# Arctic Cat Winch Problem



## JDT (Nov 16, 2008)

I have a 2004 Arctic Cat 400 with a Warn Winch. The winch stopped working awhile ago, when I click the in our out buttons I just hear a clicking coming from a box under the seat. I can't find any information anywhere on this, has anyone experienced a similar problem, or may be able to provide some insight on how to fix my problem?

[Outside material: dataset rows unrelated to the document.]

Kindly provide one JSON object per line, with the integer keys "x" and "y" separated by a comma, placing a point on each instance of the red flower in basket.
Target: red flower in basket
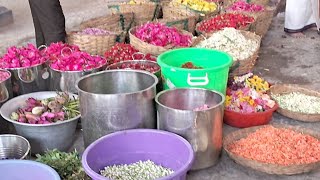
{"x": 247, "y": 103}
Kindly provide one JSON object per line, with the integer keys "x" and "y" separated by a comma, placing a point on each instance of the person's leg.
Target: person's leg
{"x": 37, "y": 26}
{"x": 52, "y": 20}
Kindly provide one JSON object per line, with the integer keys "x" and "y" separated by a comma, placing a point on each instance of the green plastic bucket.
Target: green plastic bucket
{"x": 213, "y": 76}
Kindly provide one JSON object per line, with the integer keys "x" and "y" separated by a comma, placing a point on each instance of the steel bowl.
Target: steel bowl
{"x": 13, "y": 147}
{"x": 42, "y": 137}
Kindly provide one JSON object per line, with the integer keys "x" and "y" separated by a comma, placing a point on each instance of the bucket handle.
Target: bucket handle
{"x": 203, "y": 83}
{"x": 144, "y": 56}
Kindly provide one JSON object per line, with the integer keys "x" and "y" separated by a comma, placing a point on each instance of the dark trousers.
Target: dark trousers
{"x": 48, "y": 20}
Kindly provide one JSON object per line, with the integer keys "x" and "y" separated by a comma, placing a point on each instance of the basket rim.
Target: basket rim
{"x": 213, "y": 31}
{"x": 161, "y": 47}
{"x": 274, "y": 108}
{"x": 76, "y": 33}
{"x": 268, "y": 166}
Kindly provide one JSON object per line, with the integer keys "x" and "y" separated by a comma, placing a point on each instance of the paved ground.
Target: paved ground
{"x": 282, "y": 60}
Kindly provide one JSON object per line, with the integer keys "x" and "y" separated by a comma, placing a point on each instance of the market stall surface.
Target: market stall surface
{"x": 282, "y": 60}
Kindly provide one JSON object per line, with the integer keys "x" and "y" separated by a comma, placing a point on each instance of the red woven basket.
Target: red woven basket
{"x": 243, "y": 120}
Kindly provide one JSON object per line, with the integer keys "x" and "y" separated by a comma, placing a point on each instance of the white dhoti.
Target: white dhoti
{"x": 301, "y": 15}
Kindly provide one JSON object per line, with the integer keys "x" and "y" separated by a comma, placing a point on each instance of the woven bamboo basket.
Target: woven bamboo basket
{"x": 262, "y": 20}
{"x": 143, "y": 12}
{"x": 267, "y": 167}
{"x": 227, "y": 3}
{"x": 182, "y": 23}
{"x": 93, "y": 44}
{"x": 118, "y": 23}
{"x": 112, "y": 22}
{"x": 289, "y": 88}
{"x": 146, "y": 48}
{"x": 239, "y": 67}
{"x": 208, "y": 34}
{"x": 171, "y": 10}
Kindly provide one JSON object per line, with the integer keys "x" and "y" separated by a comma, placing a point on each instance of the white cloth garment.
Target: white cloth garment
{"x": 301, "y": 13}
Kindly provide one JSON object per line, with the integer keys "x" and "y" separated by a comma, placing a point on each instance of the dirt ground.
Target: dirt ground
{"x": 283, "y": 59}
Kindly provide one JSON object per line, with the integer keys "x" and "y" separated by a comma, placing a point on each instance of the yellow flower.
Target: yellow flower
{"x": 257, "y": 83}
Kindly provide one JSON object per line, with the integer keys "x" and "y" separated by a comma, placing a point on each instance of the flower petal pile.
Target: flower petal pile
{"x": 27, "y": 56}
{"x": 159, "y": 34}
{"x": 247, "y": 94}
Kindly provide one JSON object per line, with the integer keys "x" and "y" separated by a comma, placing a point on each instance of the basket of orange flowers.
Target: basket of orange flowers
{"x": 247, "y": 102}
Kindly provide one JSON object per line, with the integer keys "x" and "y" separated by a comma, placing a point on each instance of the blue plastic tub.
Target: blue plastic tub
{"x": 26, "y": 170}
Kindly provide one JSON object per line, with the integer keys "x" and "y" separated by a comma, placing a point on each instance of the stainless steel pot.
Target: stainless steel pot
{"x": 203, "y": 129}
{"x": 66, "y": 80}
{"x": 58, "y": 135}
{"x": 116, "y": 100}
{"x": 141, "y": 62}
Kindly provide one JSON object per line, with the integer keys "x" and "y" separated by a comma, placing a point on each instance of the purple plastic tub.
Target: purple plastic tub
{"x": 129, "y": 146}
{"x": 26, "y": 170}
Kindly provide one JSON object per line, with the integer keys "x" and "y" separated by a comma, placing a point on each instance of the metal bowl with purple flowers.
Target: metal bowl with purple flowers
{"x": 47, "y": 119}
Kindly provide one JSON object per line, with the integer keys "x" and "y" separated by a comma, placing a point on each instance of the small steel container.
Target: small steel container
{"x": 13, "y": 147}
{"x": 29, "y": 79}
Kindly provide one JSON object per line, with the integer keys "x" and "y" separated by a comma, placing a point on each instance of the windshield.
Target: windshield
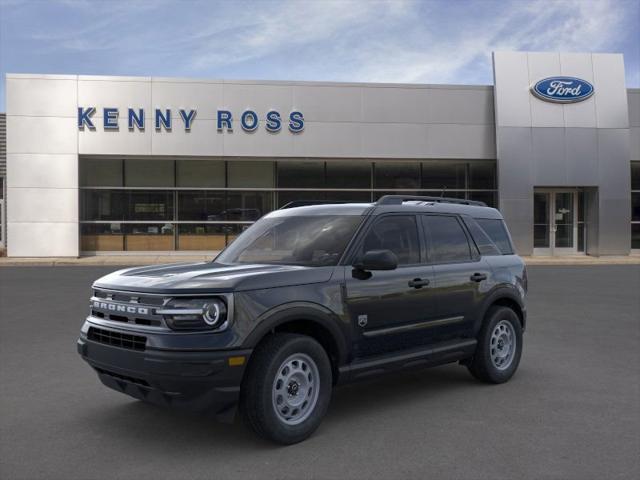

Thanks for your help in advance!

Jeff


----------



## loggerman (Oct 27, 2009)

Go to arcticchat.com , there is a answer for everything ac there!


----------



## IPLOWSNO (Oct 11, 2008)

its the solenoid imo, click click click and its on a cat, warn and cat go handin hand lol

call superwinchs rebuild center and the guy will sell ya a rebuilt cheap likw new, i have'nt had a problem in years nock on wood


----------



## loggerman (Oct 27, 2009)

I have 3 atvs a thundercat 1000 and 2 650 v2s and never had any trouble with winches! The 650s are 05 machines and they get rode hard every year! The warns will last forever with a yearly mantanance program


----------



## EaTmYtAiLpIpEs (Aug 23, 2007)

I am 99.8% sure it is he solenoid. It is either on the outside(back) of the battery box.


----------



## JDT (Nov 16, 2008)

Thanks guys, any idea's on where I can get a solenoid? Both AC dealers in my area have closed their doors.....


----------



## IPLOWSNO (Oct 11, 2008)

warn maybe


----------



## EaTmYtAiLpIpEs (Aug 23, 2007)

JDT;848090 said:


> Thanks guys, any idea's on where I can get a solenoid? Both AC dealers in my area have closed their doors.....


ebay most likely


----------



## eicivic (Oct 30, 2009)

Mine did the same thing. Double check the connections at the solenoid and the connections where you got your power source. Being my cat has seen a lot of mud and water i had a bad connection so it didn't have the voltage required. Clean the connections and give it a try... Worst thing is you may waste a few minutes of your day.


----------



## JoeCool (Oct 29, 2009)

Yes, check connections, but use a voltage tester. When it clicks is the power coming out of the solenoid? If it is then is the connection at the winch putting the power to the winch? I had a similar problem, the brushes in the winch motor were the issue. One had broken off from the terminal on the inside of the case. I soldered it back on and used the winch for a year before selling the quad. IMO, the clicking solenoid indicates that it IS operating. As I said, use a voltage tester and trace the power from the source all the way to the winch. Winch is just an electric motor, don't be afraid to open it up if you need to.


----------